Faster help for individuals – more legal certainty for businesses – better cooperation between authorities

On 4 July, the European Commission adopted a Proposal for a Regulation laying down additional procedural rules for the enforcement of Regulation (EU) 2016/679  – the General Data Protection Regulation (GDPR). The harmonisation of procedural rules and legal clarifications are intended to facilitate the cooperation of national authorities in cross-border cases and to resolve disagreements more quickly. This is because of the hiccups in the enforcement of the rules (click here for further information). This is not least due to the distribution of responsibilities, which leads to the different application of what is actually uniform law. This is particularly visible in cross-border cases.

Data protection should become better

The proposed regulations are aimed at individuals, companies and public authorities. Clarifies what documentation individuals must submit when filing a complaint. For companies, the new rules clarify their fair trial rights. For data protection authorities, the new rules are intended to facilitate cooperation. The result is to ensure the smooth functioning of the cooperation and consistency mechanism introduced by the GDPR, and to improve data protection.

Cooperation and coherence procedures

According to this procedure, the concerned European supervisory authorities - in Germany, these can be federal and state data protection authorities - work together for a uniform application of the law (cooperation). The lead and sole point of contact under the one-stop principle is the authority of the country where a person or company acting across borders (the controller of the potential data breach) has its principal place of business.

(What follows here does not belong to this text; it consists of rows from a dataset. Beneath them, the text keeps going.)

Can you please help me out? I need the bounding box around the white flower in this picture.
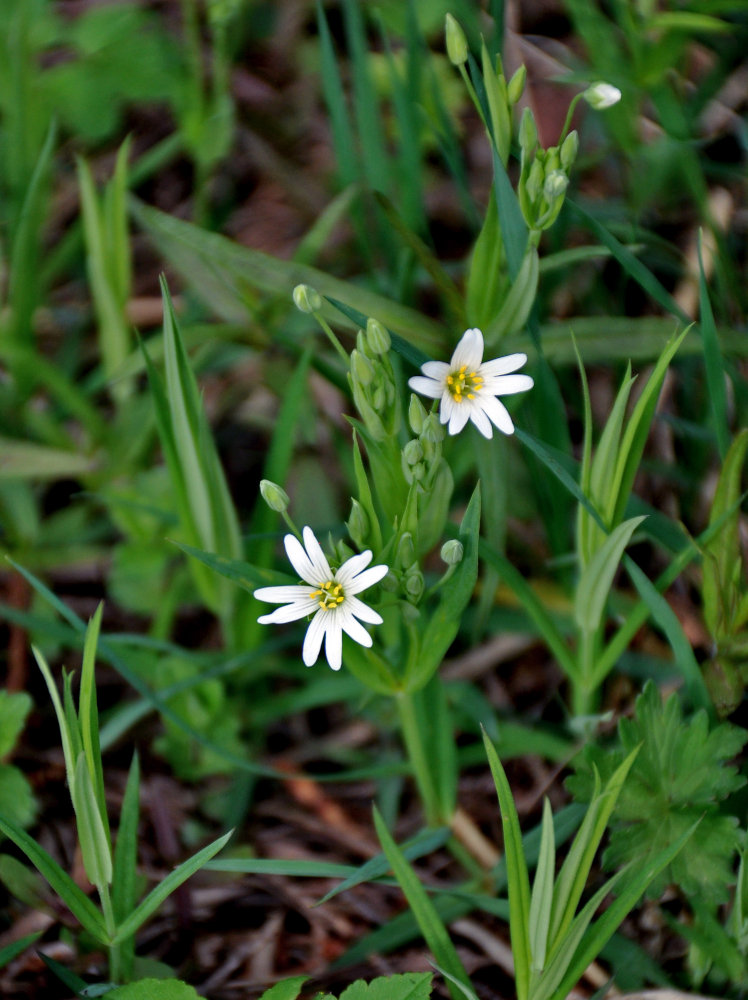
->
[582,81,621,111]
[254,528,387,670]
[408,329,533,438]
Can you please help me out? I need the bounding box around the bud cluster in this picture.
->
[348,319,401,441]
[518,108,579,233]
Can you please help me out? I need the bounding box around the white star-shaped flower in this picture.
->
[254,527,387,670]
[408,329,533,438]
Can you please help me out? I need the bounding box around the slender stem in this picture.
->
[395,691,442,826]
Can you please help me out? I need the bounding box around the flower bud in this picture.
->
[519,108,538,156]
[366,318,392,354]
[559,129,579,173]
[346,500,369,548]
[444,14,468,66]
[260,479,289,514]
[293,285,322,313]
[439,538,465,566]
[351,347,376,386]
[408,393,427,434]
[506,63,527,104]
[582,81,621,111]
[403,438,423,465]
[395,531,416,566]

The European Data Protection Board decides

If no consensus is reached at European level in the cooperation procedure on the question of the lead or more commonly on the draft decision, the coherence procedure and here specifically the dispute settlement procedure must be carried out. The most common case is where a concerned supervisory authority objects to a draft decision on a potential data protection breach and the lead supervisory authority disagrees. In this case, the decision is taken by the European Data Protection Board (EDPB), in which the European supervisory authorities are entitled to vote with one vote per Member State as well as the European Data Protection Supervisor. To the extent that an objection is successful, the lead supervisory authority shall be instructed to amend the draft resolution accordingly. Formally, therefore, the procedure ends with the lead supervisory authority issuing its own, possibly adapted decision to the controller.

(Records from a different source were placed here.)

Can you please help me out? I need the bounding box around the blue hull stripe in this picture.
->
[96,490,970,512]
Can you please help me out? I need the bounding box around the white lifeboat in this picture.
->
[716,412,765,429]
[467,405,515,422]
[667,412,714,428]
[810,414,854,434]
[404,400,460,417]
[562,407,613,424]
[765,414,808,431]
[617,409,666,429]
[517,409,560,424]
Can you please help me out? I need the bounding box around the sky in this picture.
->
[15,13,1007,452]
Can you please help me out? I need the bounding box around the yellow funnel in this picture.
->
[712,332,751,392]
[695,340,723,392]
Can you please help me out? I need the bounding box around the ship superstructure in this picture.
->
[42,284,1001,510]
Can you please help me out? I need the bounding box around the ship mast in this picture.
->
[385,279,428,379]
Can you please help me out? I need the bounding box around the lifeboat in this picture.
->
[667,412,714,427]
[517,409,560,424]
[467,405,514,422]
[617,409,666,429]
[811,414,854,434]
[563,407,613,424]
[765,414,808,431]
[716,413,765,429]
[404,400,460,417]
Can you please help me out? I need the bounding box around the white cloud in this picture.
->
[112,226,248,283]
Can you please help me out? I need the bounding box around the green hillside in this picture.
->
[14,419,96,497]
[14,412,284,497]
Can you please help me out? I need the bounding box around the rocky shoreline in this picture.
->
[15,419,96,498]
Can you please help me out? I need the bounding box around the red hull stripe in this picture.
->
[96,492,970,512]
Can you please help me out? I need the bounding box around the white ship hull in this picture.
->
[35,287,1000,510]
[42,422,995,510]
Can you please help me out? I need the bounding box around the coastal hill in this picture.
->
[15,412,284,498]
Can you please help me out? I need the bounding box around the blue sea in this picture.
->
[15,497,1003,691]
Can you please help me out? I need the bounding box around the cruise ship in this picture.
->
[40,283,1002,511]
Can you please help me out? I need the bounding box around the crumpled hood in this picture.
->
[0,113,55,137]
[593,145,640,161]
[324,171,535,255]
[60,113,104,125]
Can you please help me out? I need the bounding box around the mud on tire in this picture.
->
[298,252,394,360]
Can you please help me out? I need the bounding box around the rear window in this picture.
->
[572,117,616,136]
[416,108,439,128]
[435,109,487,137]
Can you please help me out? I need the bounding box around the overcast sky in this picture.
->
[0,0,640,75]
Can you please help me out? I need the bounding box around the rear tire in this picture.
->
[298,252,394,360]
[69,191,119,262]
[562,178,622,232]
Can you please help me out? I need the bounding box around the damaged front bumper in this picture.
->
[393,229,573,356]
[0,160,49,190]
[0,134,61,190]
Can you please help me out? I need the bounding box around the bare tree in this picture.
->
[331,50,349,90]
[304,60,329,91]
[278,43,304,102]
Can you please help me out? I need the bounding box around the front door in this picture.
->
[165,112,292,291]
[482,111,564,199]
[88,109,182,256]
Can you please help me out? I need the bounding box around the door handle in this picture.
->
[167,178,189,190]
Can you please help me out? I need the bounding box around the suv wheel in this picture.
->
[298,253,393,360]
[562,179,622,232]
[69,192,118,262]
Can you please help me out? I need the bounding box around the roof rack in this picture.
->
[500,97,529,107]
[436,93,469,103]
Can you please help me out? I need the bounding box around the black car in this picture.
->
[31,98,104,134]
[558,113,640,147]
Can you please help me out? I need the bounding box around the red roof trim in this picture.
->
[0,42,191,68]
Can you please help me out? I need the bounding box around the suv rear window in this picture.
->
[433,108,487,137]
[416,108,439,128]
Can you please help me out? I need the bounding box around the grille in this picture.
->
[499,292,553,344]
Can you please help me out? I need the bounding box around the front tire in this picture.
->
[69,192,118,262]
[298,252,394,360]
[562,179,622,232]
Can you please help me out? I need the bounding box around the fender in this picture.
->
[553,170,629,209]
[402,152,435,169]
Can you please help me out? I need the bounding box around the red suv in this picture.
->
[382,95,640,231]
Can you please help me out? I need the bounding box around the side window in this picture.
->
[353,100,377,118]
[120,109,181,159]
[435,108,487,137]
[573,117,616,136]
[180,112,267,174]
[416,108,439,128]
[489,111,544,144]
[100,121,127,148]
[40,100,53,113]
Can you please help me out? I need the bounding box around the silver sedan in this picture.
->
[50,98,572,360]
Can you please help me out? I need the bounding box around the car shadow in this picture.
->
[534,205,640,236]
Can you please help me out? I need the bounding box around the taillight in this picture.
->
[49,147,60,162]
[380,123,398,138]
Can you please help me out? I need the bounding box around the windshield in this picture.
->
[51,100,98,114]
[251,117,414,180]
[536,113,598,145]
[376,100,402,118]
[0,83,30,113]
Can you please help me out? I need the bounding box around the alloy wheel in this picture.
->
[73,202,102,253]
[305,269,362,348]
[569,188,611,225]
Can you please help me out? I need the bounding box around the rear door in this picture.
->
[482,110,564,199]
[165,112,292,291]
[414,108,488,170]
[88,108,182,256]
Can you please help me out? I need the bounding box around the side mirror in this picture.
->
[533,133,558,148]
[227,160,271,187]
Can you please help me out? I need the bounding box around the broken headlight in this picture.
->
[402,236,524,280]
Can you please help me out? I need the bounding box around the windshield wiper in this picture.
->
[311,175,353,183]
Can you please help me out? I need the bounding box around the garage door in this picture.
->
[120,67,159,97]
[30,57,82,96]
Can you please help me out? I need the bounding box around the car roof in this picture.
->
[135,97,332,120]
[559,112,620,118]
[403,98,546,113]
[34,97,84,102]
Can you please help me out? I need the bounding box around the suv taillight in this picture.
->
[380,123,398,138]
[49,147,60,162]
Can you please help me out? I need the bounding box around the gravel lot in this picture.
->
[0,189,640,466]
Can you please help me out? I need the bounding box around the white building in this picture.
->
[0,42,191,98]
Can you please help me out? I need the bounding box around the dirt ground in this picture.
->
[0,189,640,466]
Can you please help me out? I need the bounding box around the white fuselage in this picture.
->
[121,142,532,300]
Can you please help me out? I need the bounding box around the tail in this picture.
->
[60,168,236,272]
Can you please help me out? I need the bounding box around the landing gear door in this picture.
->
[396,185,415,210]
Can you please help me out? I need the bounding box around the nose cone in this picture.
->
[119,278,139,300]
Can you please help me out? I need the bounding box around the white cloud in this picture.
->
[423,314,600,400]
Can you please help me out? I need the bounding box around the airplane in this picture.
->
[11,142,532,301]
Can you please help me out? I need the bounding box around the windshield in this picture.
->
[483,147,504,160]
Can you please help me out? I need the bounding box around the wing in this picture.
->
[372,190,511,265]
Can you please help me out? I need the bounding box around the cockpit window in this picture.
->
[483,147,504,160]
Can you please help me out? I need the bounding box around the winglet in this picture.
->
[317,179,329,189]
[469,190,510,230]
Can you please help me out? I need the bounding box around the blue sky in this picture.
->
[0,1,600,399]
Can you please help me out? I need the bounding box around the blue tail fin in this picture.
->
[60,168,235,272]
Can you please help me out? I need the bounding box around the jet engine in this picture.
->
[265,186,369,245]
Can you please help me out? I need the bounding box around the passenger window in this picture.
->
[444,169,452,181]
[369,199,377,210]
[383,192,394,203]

More stringent dispute resolution

Since the entry into force of the GDPR, 711 final decisions have been taken this way and fines amounting to hundreds of millions of euros have been imposed. The figures should not obscure the fact that the joint dispute resolution process needs more clarity and stringency.

To this end, there should be common hearing rights for complainants when their complaints are rejected in whole or in part, as well as rules for their proper participation in the investigation process.

In addition, the data protection authorities should be able to comment on investigations earlier than before. This is to increase their influence on the investigation process and to promote early consensus building. Common deadlines are set for cross-border cooperation and dispute resolution.

The parties under investigation will have the right to be heard at important stages of the proceedings, including during the dispute resolution process by the EDPB. In addition, their rights to inspect files and the contents of the administrative file are specified.

The planned regulations do not change the GDPR. The rights of the data subjects as well as the obligations of the data controllers and processors shall remain unaffected.